Rafael Amaya

Personal information
- Date of birth: September 21, 1967 (age 58)
- Place of birth: Bogotá, Colombia
- Height: 5 ft 10 in (1.78 m)
- Position: Defender

Youth career
- Long Island University

Senior career*
- Years: Team / Apps / (Gls)
- 1991–1995: Colorado Foxes
- 1992–1993: Denver Thunder (indoor) / 31 / (7)
- 1993–1995: Wichita Wings (indoor) / 6 / (0)
- 1996: San Jose Clash / 7 / (0)
- 1997: Colorado Rapids / 7 / (0)
- 1998–1999: Colorado Comets
- 1998–1999: Wichita Wings (indoor) / 1 / (0)
- 1999–2000: St. Louis Ambush (indoor) / 20 / (2)
- 2008: Colorado Predators (guest)
- 2008: Colorado Lightning

Managerial career
- 2008–2009: Colorado Lightning

= Rafael Amaya (soccer) =

Colombian-American soccer defender (born 1967)

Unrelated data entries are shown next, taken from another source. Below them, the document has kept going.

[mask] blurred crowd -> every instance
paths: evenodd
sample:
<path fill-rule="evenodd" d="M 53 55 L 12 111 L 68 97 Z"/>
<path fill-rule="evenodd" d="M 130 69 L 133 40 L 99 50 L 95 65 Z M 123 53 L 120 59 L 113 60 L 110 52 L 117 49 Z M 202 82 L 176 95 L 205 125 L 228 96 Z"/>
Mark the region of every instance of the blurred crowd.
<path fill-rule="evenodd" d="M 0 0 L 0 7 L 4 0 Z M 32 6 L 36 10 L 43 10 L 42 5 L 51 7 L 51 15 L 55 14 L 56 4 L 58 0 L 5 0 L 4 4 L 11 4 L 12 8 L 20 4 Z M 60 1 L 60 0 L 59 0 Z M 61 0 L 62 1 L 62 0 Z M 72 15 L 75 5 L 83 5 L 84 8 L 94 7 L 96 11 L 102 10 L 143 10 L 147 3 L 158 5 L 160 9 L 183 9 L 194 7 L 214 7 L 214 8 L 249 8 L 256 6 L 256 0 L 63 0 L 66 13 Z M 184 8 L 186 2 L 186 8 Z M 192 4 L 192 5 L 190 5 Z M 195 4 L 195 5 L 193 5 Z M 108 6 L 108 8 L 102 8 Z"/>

Rafael Amaya (born September 21, 1965) is a retired Colombian-American soccer defender who spent two seasons in Major League Soccer, five in the American Professional Soccer League, at least five in the National Professional Soccer League and at least two in the USISL.

==Player==
Amaya was born in Bogotá, Colombia, and spent his youth in the United States earning 1983 New York City High School Player of the Year recognition. He then attended Long Island University where he majored in business and communications. In 1987 and 1988, he played in the Colombian First Division. In 1991, he joined the expansion Colorado Foxes in the American Professional Soccer League. He would go on to play five seasons with the Foxes. By the time he signed with Colorado, he may have been playing in the National Professional Soccer League. However, records only begin for the 1992–1993 season when he is listed with the Denver Thunder. In 1993, he moved to the Wichita Wings where he would play two three winter indoor seasons. However, he only saw time in six games during those two seasons. On February 7, 1996, the San Jose Clash selected Amaya in the 13th round (128th overall) of the 1996 MLS Inaugural Player Draft. He played seven games for the Clash that year. In January 1997, the Clash traded Amaya and Paul Bravo to the Colorado Rapids for Dominic Kinnear and a second round pick in the 1998 MLS Supplemental Draft. In the spring of 1998, Amaya joined the Colorado Comets in the USISL PDSL. He played for the Comets during 1998 and 1999. In the fall of 1998, he returned to the Wichita Wings for one game during the 1998–1999 NPSL season. However, in the fall of 1999, he signed with the St. Louis Ambush in the NPSL and played twenty games. That was his last full season of professional soccer as a player, but he continues to make the occasional appearance for lower division teams in Colorado. For example, in 2008 he has played for both the Colorado Predators in the fourth division National Premier Soccer League and with the Colorado Lightning in the Professional Arena Soccer League.

==Coach==
During the early 1990s, Amaya coached at the youth level in Colorado. This included Arvada West High School. In September 2008, the Colorado Lightning of the Professional Arena Soccer League hired Amaya as the team's first coach.

Amaya has also served as member of the BOT (Board of Trustees) of the Colorado State Soccer Association.